The Anova Containment Device, in conjunction with traditional rigid fixation, is intended for use in spinal fusion procedures as a means to maintain the relative position of weak bony tissue such as allografts or autografts. The device is not intended for load bearing indications.

Device Description

The Anova Containment Device is a flexible, synthetic composite implantable mesh. It includes a polyester mesh component connected by a mono-filament suture to a porous expanded polytetrafluoroethylene or "ePTFE" component. This ePTFE component is placed between the polyester mesh and the overlying soft tissues. The ePTFE component is not anchored to the disc. The Anova Containment Device is attached to the spine with four suture anchors (two fastened to the vertebra above and two fastened to the vertebra below the disc). The sutures from the anchors overlay the mesh and hold it against the vertebral body and to reinforce the mesh against pressure from the graft material.

AI/ML Overview

Here's an analysis based on the provided text, outlining the acceptance criteria and the study details for the Anova Containment Device:

It's important to note that the provided text is a 510(k) summary, which is a regulatory document focused on demonstrating substantial equivalence to predicate devices, rather than a detailed scientific study report with specific performance metrics and acceptance criteria. Therefore, many of the requested points, especially those related to specific performance metrics, sample sizes for training/test sets, ground truth establishment, and expert involvement, are not explicitly stated in this type of document.

Acceptance Criteria and Device Performance

Based on the nature of a 510(k) submission, the primary "acceptance criteria" is demonstrating substantial equivalence to legally marketed predicate devices. The "reported device performance" is essentially that it functions similarly and addresses the same intended use.

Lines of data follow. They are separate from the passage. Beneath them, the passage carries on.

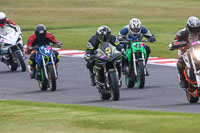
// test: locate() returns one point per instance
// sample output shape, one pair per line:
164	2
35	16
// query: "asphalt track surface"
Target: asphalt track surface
161	91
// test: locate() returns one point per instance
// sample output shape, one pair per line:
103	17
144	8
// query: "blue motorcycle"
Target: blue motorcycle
45	72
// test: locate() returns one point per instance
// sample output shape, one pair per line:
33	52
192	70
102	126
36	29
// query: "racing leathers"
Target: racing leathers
188	37
33	41
126	34
92	45
4	30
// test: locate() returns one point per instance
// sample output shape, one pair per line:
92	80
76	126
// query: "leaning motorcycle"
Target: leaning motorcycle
107	71
192	71
135	63
45	71
11	50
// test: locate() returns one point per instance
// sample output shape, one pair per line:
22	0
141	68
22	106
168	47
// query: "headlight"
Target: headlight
197	54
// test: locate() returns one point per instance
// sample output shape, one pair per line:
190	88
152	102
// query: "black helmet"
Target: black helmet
40	31
193	24
103	33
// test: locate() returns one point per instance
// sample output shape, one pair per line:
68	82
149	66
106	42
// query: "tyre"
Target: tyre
114	81
13	67
140	75
51	77
43	82
130	83
104	96
21	61
190	98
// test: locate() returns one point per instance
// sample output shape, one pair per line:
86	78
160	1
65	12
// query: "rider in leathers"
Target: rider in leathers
134	31
189	34
103	34
39	38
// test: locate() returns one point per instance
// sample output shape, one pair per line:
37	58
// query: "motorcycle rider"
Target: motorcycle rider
189	34
134	31
5	22
39	38
103	34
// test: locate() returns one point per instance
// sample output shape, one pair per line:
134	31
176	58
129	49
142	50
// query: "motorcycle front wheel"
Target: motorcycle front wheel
21	61
114	81
140	75
43	82
51	77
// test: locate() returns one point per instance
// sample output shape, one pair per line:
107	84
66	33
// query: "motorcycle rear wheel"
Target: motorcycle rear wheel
129	83
140	75
104	96
191	99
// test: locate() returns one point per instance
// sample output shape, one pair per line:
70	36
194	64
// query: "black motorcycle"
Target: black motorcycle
107	71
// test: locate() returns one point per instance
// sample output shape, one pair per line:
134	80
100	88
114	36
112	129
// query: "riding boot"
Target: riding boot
31	71
123	65
92	78
182	80
147	73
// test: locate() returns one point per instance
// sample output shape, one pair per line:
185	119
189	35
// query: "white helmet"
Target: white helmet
2	19
193	24
135	26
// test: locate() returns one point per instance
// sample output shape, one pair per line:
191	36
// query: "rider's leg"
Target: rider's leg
57	58
148	51
123	58
181	67
32	64
92	78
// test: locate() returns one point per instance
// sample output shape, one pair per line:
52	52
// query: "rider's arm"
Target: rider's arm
180	40
147	34
51	37
122	34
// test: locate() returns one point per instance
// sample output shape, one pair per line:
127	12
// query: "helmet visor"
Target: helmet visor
136	30
104	37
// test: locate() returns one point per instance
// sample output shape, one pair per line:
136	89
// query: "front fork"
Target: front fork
45	68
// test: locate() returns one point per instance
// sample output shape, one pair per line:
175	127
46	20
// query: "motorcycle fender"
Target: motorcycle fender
128	54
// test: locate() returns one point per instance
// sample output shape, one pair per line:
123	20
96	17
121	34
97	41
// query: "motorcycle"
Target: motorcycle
45	71
192	71
135	63
11	50
107	71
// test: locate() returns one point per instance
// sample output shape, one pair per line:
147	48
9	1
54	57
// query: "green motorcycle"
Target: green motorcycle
135	63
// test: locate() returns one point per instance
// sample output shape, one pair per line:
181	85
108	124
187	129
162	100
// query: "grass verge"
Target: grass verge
23	117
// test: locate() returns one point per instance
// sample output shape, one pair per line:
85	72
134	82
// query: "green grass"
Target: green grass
74	21
23	117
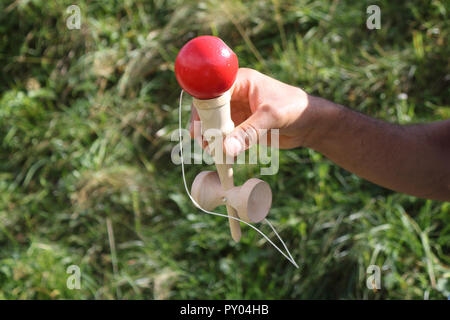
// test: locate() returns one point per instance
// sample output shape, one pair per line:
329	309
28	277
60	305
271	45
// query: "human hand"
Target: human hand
260	103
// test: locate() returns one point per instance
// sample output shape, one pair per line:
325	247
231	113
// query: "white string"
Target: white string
291	260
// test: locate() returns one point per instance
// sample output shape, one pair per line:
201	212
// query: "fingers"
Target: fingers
247	133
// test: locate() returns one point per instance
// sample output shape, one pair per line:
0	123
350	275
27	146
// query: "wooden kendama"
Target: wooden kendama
206	68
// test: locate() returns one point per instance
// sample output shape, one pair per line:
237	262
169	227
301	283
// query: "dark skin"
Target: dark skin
413	159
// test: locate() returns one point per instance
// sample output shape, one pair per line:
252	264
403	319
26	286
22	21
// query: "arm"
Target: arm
413	159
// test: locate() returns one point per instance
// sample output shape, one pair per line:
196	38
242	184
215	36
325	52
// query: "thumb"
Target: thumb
246	134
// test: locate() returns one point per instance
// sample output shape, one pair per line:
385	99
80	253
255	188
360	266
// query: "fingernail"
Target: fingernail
233	146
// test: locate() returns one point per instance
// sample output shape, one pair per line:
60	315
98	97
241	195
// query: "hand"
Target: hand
260	102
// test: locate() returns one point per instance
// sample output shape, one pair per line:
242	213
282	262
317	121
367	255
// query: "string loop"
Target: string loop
290	258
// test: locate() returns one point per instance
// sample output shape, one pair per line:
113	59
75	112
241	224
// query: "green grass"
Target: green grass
85	123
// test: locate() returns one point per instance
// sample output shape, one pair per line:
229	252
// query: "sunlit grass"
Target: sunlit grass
85	153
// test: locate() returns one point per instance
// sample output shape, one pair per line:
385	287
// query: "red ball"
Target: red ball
206	67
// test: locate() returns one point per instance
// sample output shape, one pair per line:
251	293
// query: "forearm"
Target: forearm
411	159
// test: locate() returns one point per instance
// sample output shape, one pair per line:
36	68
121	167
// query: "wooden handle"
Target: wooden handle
215	114
225	172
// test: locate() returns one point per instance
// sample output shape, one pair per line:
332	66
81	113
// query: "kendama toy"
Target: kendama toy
206	68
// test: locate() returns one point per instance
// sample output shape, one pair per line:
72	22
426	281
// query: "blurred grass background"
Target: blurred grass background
85	123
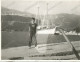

Acceptance Criteria (Implied)Reported Device Performance
Intended Use Equivalence: Same intended use as predicate devices.The Anova Containment Device has the "same intended use."
Technological Characteristics Equivalence: Similar technological characteristics to predicate devices.The Anova Containment Device has "similar technological characteristics."
Safety and Effectiveness Equivalence: Differences in design/performance from predicates do not affect safety and/or effectiveness."Differences... do not affect either the safety and/or effectiveness."
Substantial Equivalence: Device is as safe and effective as legally marketed predicate devices.Evaluations demonstrate the device is "substantially equivalent to the cited predicate devices." and "as safe and effective as legally marketed devices."

Study Details

The provided document describes a regulatory submission (510(k)), not a clinical study in the typical sense with explicit test sets, training sets, and human reader performance measurements.

  1. Sample size used for the test set and the data provenance:

    • Sample Size: Not specified. The document states "evaluations based on data provided in this 510(k)," but does not detail a specific test set size or methodology for evaluating performance.
    • Data Provenance: Not specified. Given it's a premarket notification, it likely involved bench testing and potentially some animal or cadaveric studies (though not mentioned explicitly as "data provenance"). There is no mention of country of origin or whether it was retrospective or prospective in a clinical sense.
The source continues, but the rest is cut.